PAR SANTO CAPPON
Sur recommandation d’un ami commun, je suis invité dans un endroit idyllique, hors du temps et des circuits balisés, à Chens-sur-Léman. A proximité immédiate de la frontière suisse, au-delà d’Hermance. Un chalet ancien et son terrain, les pieds dans l’eau du Léman. Protégé par un ponton incurvé signalant un petit port privé, partie prenante de cette propriété. Sur la droite, une petite plage de sable fin.
Voici donc le lieu où Lénine a choisi de séjourner jadis, avant la révolution russe de 1917. Ce que me révèle la propriétaire du lieu, sans être en mesure de m’en dire davantage.

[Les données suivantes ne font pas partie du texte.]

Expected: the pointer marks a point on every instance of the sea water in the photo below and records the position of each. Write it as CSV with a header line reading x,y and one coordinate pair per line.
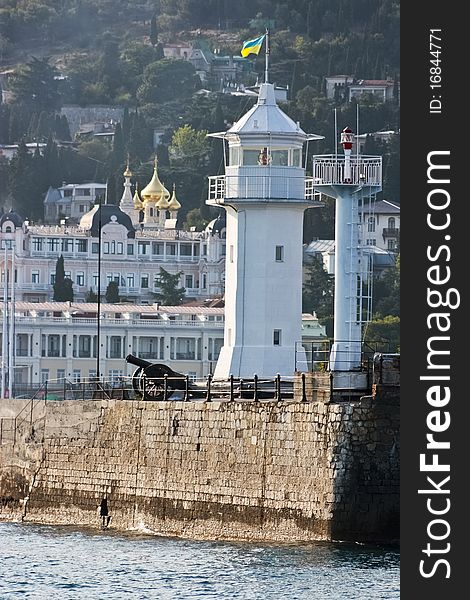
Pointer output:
x,y
65,563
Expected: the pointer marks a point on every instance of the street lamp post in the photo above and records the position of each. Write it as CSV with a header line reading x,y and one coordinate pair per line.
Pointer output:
x,y
98,302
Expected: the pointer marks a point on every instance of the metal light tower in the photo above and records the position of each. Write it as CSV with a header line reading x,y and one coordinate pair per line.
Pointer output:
x,y
264,192
348,179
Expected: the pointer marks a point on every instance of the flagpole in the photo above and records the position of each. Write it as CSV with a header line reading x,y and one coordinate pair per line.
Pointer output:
x,y
266,57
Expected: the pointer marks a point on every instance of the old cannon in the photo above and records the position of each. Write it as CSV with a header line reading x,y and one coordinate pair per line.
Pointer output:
x,y
156,381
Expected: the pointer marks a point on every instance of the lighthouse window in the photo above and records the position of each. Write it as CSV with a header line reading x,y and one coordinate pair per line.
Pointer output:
x,y
279,158
234,156
371,224
296,157
250,157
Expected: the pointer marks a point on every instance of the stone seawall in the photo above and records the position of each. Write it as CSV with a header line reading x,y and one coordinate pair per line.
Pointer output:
x,y
286,471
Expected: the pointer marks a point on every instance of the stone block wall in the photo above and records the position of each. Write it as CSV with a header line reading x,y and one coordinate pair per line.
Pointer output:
x,y
287,471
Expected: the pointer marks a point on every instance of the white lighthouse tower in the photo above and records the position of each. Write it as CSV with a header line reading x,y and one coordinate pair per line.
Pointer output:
x,y
265,193
350,180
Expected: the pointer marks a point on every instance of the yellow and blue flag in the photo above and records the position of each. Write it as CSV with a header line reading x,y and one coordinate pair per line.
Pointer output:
x,y
253,46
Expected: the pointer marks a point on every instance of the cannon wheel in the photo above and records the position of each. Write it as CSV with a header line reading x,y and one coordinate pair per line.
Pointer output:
x,y
154,388
136,380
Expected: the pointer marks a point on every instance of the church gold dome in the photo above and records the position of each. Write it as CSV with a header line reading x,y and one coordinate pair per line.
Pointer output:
x,y
155,191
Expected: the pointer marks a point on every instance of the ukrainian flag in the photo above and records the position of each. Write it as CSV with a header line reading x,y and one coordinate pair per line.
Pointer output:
x,y
252,46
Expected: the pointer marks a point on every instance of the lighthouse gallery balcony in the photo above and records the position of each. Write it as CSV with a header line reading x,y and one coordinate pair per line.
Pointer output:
x,y
261,187
328,169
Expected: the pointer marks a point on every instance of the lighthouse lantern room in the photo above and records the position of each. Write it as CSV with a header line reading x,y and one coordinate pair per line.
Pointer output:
x,y
264,192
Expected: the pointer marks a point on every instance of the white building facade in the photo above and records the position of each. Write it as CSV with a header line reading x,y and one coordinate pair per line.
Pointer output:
x,y
131,250
264,194
57,340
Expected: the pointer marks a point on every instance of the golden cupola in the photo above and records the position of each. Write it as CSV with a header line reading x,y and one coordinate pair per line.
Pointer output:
x,y
136,199
155,191
174,205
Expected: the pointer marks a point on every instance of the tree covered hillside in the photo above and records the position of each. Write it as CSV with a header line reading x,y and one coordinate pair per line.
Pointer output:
x,y
110,52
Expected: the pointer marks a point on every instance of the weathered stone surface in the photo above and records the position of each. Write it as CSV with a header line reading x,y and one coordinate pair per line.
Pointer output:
x,y
285,471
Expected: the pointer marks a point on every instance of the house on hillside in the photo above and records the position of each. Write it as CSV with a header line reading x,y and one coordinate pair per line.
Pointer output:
x,y
348,88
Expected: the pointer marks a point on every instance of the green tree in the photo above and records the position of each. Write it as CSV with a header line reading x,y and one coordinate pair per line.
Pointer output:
x,y
385,332
386,300
63,287
318,289
35,85
112,293
153,30
190,146
22,184
167,79
91,296
170,294
194,219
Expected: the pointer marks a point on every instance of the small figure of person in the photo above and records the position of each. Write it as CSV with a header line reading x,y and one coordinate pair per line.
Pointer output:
x,y
104,513
264,158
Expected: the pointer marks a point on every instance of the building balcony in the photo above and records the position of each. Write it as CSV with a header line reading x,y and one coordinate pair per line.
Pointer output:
x,y
329,169
149,355
390,232
261,188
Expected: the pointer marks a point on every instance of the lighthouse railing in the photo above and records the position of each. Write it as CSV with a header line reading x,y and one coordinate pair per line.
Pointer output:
x,y
261,187
329,169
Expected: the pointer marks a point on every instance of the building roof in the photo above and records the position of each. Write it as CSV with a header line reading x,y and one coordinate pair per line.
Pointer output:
x,y
53,196
12,216
265,117
109,213
381,207
373,82
75,308
320,246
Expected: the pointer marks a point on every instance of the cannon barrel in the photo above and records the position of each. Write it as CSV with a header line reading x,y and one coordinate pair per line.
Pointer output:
x,y
138,362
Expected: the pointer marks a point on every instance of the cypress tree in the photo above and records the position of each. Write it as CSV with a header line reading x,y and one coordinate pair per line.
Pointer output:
x,y
153,31
171,294
112,293
63,287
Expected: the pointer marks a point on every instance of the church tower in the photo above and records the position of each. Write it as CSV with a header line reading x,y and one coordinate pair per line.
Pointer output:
x,y
264,192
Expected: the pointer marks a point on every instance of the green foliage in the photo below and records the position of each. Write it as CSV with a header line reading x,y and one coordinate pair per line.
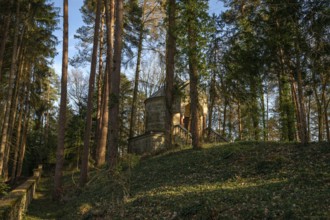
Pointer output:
x,y
3,187
239,180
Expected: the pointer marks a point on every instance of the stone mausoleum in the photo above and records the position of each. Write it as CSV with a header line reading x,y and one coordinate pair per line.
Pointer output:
x,y
154,137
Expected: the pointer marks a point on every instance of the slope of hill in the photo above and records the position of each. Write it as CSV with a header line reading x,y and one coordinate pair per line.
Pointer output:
x,y
239,180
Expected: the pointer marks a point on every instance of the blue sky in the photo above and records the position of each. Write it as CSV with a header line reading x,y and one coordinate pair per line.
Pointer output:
x,y
75,21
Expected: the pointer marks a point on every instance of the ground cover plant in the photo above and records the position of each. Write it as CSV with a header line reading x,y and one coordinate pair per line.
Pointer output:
x,y
237,180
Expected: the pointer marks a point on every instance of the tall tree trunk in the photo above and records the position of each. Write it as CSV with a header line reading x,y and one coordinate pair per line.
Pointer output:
x,y
326,118
224,117
88,128
193,73
264,121
57,193
12,120
115,87
239,116
25,125
137,74
100,89
211,106
18,138
13,71
101,150
5,32
170,69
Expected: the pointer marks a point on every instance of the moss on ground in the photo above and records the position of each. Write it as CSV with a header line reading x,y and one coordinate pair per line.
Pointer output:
x,y
238,180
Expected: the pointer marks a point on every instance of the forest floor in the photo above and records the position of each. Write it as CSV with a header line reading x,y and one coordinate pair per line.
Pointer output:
x,y
245,180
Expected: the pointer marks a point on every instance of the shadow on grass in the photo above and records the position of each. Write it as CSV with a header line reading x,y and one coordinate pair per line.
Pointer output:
x,y
264,201
256,180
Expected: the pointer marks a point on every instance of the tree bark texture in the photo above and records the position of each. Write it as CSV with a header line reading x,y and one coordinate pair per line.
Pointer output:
x,y
115,87
88,128
57,192
170,69
13,71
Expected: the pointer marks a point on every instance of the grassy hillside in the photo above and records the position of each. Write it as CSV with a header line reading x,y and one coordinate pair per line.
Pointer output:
x,y
240,180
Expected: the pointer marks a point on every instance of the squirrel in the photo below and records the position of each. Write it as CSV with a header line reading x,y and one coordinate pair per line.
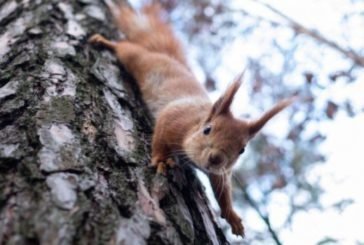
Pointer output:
x,y
186,121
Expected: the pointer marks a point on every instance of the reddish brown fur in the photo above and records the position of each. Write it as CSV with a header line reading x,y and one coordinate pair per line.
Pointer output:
x,y
180,105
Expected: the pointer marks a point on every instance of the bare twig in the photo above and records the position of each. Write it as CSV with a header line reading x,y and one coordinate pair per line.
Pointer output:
x,y
297,27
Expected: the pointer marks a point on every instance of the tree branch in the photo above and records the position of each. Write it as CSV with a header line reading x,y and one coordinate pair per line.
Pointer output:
x,y
298,28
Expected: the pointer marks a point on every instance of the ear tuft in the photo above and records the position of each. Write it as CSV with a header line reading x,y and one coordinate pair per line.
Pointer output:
x,y
222,105
256,125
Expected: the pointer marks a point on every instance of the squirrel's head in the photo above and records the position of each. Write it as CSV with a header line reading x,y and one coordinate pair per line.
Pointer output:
x,y
218,141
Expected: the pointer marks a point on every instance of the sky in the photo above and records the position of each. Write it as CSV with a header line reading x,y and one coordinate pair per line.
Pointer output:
x,y
341,175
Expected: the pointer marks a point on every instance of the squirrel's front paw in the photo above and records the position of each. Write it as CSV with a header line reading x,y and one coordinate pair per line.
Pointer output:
x,y
235,222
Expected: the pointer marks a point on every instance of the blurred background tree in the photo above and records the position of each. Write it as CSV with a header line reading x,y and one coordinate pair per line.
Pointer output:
x,y
312,49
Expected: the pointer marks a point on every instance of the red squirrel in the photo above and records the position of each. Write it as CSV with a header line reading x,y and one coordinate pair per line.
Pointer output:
x,y
186,121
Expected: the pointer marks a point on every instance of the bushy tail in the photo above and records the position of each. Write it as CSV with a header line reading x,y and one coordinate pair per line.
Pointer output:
x,y
148,29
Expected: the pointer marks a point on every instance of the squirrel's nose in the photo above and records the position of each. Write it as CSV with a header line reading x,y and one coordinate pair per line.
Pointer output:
x,y
215,159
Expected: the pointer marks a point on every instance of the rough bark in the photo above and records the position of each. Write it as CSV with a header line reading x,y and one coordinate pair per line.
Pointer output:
x,y
75,140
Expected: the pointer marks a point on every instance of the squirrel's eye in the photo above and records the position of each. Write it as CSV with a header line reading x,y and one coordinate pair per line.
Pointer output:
x,y
207,130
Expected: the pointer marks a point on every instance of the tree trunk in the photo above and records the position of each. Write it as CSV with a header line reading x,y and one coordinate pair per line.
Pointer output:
x,y
75,140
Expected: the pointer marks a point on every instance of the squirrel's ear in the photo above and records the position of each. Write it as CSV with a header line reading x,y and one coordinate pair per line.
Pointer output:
x,y
222,105
256,125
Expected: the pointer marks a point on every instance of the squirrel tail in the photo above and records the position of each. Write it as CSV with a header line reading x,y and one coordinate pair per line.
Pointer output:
x,y
148,29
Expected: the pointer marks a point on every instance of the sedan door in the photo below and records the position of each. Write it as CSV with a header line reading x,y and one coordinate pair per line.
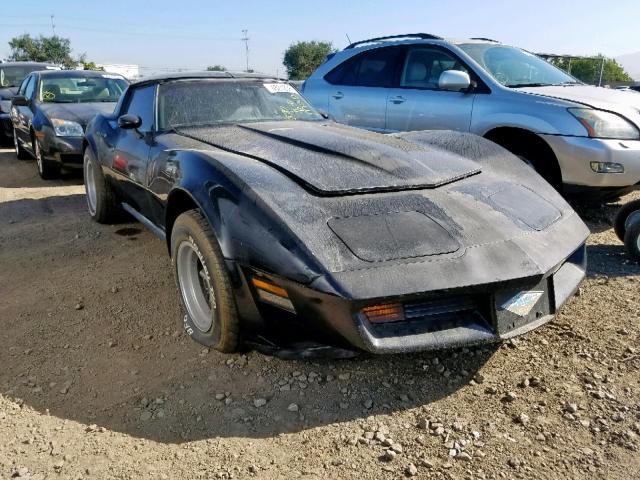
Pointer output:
x,y
132,146
23,114
360,87
418,103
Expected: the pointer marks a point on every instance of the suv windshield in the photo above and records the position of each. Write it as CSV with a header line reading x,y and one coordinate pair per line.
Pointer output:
x,y
81,89
206,102
13,76
515,68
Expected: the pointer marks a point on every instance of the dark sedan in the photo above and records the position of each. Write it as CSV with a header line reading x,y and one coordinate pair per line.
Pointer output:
x,y
11,75
51,110
278,220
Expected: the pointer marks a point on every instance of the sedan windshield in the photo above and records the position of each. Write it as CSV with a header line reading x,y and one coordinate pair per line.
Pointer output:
x,y
13,76
515,68
207,102
81,89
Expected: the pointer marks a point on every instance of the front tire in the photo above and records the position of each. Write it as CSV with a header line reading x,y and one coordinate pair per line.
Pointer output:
x,y
632,240
46,169
101,199
21,153
629,213
203,281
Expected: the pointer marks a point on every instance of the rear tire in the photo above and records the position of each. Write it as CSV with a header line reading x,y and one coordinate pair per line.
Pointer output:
x,y
21,153
632,240
46,169
211,317
627,214
102,201
533,151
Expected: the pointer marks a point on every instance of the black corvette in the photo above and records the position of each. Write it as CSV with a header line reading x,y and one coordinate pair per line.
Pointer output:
x,y
51,110
279,220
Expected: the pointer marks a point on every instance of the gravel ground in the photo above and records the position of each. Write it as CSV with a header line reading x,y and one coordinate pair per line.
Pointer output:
x,y
98,381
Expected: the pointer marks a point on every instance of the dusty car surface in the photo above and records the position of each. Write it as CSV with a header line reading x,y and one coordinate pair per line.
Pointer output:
x,y
580,138
51,110
277,219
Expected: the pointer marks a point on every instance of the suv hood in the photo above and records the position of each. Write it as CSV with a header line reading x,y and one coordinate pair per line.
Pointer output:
x,y
332,159
619,101
81,113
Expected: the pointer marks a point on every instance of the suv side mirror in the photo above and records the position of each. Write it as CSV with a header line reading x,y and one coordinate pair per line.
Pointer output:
x,y
19,101
454,80
129,122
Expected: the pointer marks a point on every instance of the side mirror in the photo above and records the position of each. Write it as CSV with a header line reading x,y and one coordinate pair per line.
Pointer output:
x,y
454,80
19,101
129,122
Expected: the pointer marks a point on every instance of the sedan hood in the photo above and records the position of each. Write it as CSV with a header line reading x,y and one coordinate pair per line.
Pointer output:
x,y
80,113
619,101
331,159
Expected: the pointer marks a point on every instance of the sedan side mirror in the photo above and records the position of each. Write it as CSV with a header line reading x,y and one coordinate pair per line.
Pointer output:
x,y
129,122
19,101
454,80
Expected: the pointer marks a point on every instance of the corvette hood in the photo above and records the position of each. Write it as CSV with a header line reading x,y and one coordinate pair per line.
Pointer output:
x,y
81,113
330,159
7,92
625,103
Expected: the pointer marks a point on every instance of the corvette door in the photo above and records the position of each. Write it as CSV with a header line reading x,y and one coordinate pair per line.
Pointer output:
x,y
132,148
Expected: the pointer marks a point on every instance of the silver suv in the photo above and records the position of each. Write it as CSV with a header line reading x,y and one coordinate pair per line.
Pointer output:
x,y
575,135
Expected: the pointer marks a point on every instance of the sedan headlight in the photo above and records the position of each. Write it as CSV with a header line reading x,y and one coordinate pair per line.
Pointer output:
x,y
66,128
601,124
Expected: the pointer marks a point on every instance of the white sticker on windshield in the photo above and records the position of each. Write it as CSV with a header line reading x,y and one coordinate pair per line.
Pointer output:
x,y
279,88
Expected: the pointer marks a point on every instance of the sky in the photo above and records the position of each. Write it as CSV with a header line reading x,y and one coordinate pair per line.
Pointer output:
x,y
189,34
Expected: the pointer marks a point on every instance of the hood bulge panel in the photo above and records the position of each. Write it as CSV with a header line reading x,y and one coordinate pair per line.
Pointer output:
x,y
331,159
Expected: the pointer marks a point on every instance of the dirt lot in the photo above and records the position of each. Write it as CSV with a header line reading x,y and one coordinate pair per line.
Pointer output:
x,y
98,381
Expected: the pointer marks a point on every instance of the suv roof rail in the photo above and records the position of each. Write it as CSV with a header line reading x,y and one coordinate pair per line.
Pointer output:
x,y
485,39
421,36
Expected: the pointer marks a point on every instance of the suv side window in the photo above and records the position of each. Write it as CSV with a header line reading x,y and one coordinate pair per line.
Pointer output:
x,y
141,103
29,87
424,65
373,68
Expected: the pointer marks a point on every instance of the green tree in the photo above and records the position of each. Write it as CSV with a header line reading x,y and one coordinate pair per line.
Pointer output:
x,y
302,58
588,69
53,49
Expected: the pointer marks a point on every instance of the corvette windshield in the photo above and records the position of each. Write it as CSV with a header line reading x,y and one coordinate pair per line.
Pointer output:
x,y
515,68
81,89
210,102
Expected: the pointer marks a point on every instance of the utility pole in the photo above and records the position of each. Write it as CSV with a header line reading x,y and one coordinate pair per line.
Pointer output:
x,y
245,39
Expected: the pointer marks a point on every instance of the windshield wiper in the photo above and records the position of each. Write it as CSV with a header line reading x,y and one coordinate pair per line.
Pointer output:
x,y
522,85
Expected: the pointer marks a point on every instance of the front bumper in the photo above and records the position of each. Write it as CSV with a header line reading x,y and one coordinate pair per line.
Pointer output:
x,y
440,319
66,151
576,153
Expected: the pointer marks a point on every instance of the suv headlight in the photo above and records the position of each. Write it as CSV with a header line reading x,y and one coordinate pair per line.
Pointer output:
x,y
66,128
601,124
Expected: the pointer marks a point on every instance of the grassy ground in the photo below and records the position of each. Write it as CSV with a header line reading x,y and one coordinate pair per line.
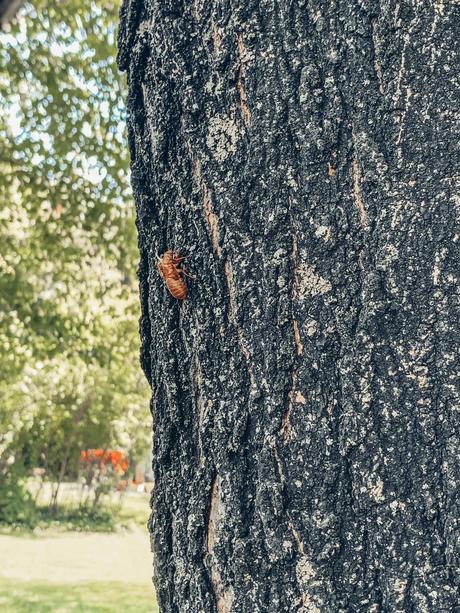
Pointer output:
x,y
78,564
114,597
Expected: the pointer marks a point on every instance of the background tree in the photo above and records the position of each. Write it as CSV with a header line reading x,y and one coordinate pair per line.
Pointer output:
x,y
305,156
69,307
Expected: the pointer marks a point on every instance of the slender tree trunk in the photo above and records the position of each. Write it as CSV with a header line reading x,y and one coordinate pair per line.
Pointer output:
x,y
304,155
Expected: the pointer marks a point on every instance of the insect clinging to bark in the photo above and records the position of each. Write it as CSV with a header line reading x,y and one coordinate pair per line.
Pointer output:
x,y
168,269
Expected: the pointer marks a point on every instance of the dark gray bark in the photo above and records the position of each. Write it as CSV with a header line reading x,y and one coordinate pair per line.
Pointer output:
x,y
304,154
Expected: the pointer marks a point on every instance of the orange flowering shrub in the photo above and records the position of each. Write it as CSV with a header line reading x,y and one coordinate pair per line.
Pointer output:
x,y
104,458
102,468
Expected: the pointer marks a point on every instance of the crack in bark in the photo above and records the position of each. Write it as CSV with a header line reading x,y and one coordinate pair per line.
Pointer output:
x,y
297,338
224,595
211,217
233,319
240,76
357,192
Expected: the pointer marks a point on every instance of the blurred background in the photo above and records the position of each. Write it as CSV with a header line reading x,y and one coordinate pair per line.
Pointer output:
x,y
75,427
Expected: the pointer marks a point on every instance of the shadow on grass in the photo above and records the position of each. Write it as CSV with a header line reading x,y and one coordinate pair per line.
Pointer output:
x,y
21,596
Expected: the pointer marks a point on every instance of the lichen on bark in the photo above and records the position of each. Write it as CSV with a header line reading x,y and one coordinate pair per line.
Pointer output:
x,y
305,156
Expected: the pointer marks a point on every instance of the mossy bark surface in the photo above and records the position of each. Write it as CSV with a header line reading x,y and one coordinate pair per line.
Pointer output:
x,y
304,155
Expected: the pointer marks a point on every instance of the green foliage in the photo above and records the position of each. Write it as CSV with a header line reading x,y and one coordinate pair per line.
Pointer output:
x,y
68,294
16,504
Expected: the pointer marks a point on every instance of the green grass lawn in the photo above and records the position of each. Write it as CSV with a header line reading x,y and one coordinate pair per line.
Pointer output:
x,y
23,596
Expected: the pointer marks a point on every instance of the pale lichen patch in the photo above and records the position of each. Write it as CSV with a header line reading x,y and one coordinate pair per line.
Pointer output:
x,y
297,338
211,217
376,490
224,594
222,137
245,111
357,192
309,283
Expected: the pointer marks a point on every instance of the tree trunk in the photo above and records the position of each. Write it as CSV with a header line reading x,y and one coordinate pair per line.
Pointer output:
x,y
304,155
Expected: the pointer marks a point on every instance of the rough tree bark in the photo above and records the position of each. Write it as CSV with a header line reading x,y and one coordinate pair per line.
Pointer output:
x,y
304,155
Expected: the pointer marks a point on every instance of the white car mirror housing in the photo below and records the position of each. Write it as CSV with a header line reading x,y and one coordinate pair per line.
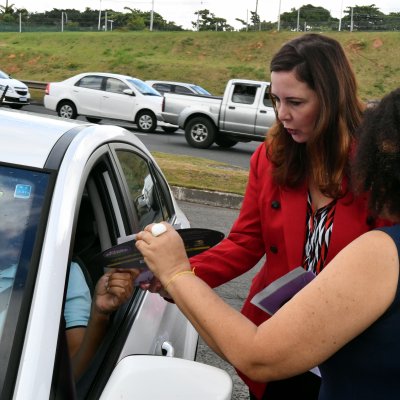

Pour moi la recherche commence. A noter qu’avant 1954, cette localité se nommait simplement « Chens ». Ce qui permet de mieux circonvenir les investigations.
Une simple villégiature?
Première question : une simple villégiature ? Ou pour y mener une vie de famille sans histoire ? Il est vrai qu’il s’est retrouvé là avec son épouse Nadejda Kroupskaïa, ainsi que sa mère. Assez rapidement, je découvre que la sérénité de ce lieu aura été pour lui, dans un premier temps, le cadre propice d’une réflexion ciblée. Afin d’y planifier ses activités politiques futures. Tout en restant en contact avec d’autres révolutionnaires. Car il existe des documents qui non seulement mentionnent son séjour à Chens, mais qui renferment précisément des correspondances avec d’autres révolutionnaires. Ces documents sont conservés dans des archives historiques consultables par les chercheurs. Certaines de ces notes et lettres ont été publiées dans des recueils de ses œuvres complètes.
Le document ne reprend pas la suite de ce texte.